US 11,893,590 B2
Interpretation workflows for machine learning-enabled event tree-based diagnostic and customer problem resolution
James Fan, San Ramon, CA (US); Al Hooshiari, Alpharetta, GA (US); Dan Celenti, Holmdel, NJ (US); and Eric Forbes, Canton, GA (US)
Assigned to AT&T Intellectual Property I, L.P., Atlanta, GA (US)
Filed by AT&T Intellectual Property I, L.P., Atlanta, GA (US)
Filed on Jun. 2, 2021, as Appl. No. 17/336,396.
Prior Publication US 2022/0391917 A1, Dec. 8, 2022
Int. Cl. G06Q 10/00 (2023.01); G06Q 30/016 (2023.01); G06Q 10/0631 (2023.01); G06N 20/00 (2019.01); G06Q 10/0633 (2023.01); G06N 5/01 (2023.01)
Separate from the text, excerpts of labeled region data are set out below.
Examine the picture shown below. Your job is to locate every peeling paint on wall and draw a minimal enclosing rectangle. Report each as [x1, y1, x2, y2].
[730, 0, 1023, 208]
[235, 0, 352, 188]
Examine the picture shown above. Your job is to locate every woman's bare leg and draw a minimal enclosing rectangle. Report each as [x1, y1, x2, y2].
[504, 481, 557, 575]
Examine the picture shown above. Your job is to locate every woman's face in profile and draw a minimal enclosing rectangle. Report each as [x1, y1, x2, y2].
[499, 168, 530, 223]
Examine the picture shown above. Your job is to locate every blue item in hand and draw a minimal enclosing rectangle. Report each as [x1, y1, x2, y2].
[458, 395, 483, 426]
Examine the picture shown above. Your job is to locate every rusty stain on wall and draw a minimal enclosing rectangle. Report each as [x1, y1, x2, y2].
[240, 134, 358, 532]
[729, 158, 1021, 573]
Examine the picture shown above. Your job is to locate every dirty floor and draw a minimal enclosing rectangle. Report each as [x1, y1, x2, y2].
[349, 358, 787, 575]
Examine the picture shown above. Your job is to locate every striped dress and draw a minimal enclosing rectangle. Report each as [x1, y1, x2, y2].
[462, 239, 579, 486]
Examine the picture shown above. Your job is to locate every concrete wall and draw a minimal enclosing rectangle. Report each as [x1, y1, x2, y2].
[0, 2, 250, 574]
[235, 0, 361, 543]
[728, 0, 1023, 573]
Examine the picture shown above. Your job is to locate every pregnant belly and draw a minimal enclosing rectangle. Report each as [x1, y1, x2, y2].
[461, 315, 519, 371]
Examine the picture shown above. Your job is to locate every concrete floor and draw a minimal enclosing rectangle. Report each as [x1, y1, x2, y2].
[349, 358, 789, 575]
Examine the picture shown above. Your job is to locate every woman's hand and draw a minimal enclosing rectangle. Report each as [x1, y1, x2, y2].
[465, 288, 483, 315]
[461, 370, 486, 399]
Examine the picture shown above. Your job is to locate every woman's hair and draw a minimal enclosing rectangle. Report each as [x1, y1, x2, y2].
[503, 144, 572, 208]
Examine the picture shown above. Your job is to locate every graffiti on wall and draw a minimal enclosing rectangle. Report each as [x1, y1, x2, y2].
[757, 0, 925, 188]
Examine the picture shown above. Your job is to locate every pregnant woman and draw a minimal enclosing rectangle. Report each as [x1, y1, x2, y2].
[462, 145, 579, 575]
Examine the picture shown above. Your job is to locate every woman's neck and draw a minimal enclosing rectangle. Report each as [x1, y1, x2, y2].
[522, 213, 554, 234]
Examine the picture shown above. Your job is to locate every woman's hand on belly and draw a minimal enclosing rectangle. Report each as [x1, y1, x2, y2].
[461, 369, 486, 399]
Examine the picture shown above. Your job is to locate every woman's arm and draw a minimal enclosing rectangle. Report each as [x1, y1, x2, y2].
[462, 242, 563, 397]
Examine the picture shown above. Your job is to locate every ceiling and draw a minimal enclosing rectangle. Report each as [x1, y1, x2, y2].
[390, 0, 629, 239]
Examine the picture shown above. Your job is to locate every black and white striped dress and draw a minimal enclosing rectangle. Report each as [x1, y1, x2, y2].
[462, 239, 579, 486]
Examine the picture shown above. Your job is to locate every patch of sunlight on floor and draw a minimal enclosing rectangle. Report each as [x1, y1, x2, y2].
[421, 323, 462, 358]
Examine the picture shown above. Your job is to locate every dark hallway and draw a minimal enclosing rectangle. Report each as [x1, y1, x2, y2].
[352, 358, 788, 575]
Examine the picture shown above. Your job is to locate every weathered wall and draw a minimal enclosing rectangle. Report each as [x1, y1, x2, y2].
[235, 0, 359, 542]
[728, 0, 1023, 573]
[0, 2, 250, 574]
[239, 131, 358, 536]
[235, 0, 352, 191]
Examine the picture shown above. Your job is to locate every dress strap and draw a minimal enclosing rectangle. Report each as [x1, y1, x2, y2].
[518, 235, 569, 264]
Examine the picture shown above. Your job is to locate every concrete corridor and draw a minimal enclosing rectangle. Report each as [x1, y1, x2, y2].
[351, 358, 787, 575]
CPC G06Q 30/016 (2013.01) [G06N 5/01 (2023.01); G06N 20/00 (2019.01); G06Q 10/0633 (2013.01); G06Q 10/06315 (2013.01)] 20 Claims
OG exemplary drawing
 
1. A method comprising:
receiving, by a system comprising a processor, a workflow construction specification derived from a machine learning-enabled event tree, wherein the machine learning-enabled event tree is generated for use by a customer service agent to resolve a customer problem, and wherein the workflow construction specification comprises a plurality of objects, each of which represents a navigation path through the machine learning-enabled event tree;
traversing, by the system, the workflow construction specification and creating a set of workflow creation commands based upon at least one policy;
generating, by the system, a workflow visualization interpretation file based upon the set of workflow creation commands, wherein the workflow visualization interpretation file identifies how the machine learning-enabled event tree derived a root cause of the customer problem; and
presenting, by the system, the workflow visualization interpretation file to the customer service agent.